Het GlazenHuis
http://www.hetglazenhuis.be
Lommel, Belgium
When I was invited to participate in the exhibition Whereabouts curated by Hyperopia Projects, I was simultaneously asked to participate in an artist residency to make a work on site and to use the facilities within the glass museum, which is equipped with a hot shop and cold shop for working with glass.
The Tactile Transducers (2016) is the name of a series of works that ask the fanciful question, “What if a glass object could be a vessel onto which is transcribed its history? What if information was locked within matter for future transmission?” A transducer is a device that translates one form of energy into another. A speaker, for example, is a transducer that converts electrical impulses into auditory waves; a microphone, conversely, transforms auditory waves into electrical signals. The artwork, which is part installation part performance, suggests the capacity of things to transmit information like memories, sounds and physical impressions – to act as a record.
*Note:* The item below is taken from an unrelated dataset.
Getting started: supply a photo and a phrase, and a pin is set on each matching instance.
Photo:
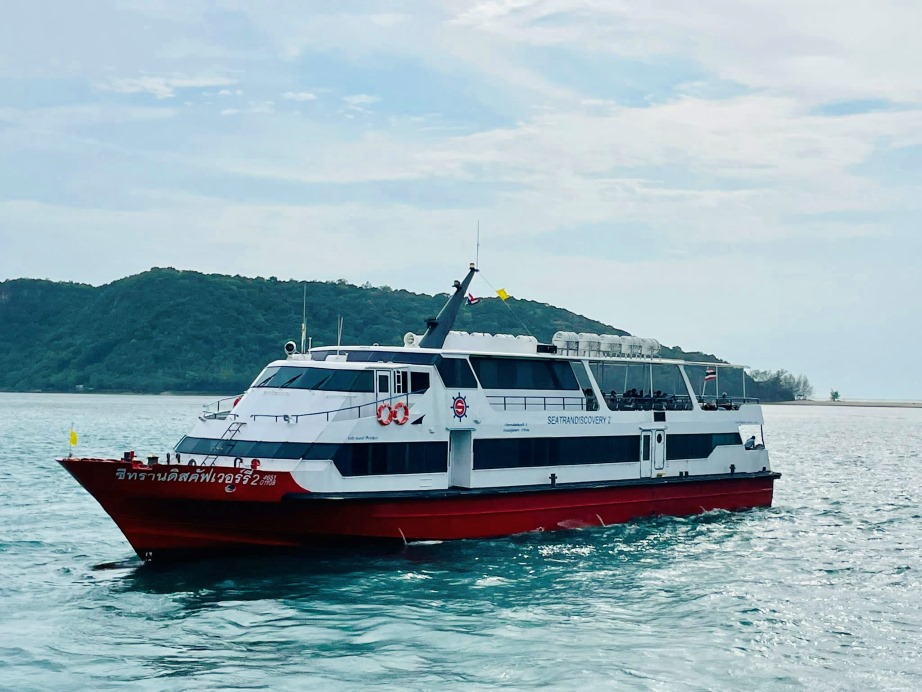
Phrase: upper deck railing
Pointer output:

In the version of The Tactile Transducers staged at the glass museum GlazenHuis in Lommel Belgium, I worked with glass artist Eric Pipien from Ghent and drummer Davy Deckmijin from Lommel. The glass objects played in the performance were crafted in response to an interview with Deckmijin. They embodied his descriptions of the physicality of drumming and of lasting sonic and visual impressions from his hometown. His extended glass percussion solo in the museum’s iconic tower reduced the delicate shapes to rubble. Afterwards, the fragments remained on exhibition, accompanied by the sound of the performance fed back through the tower’s double-helix spiral staircase.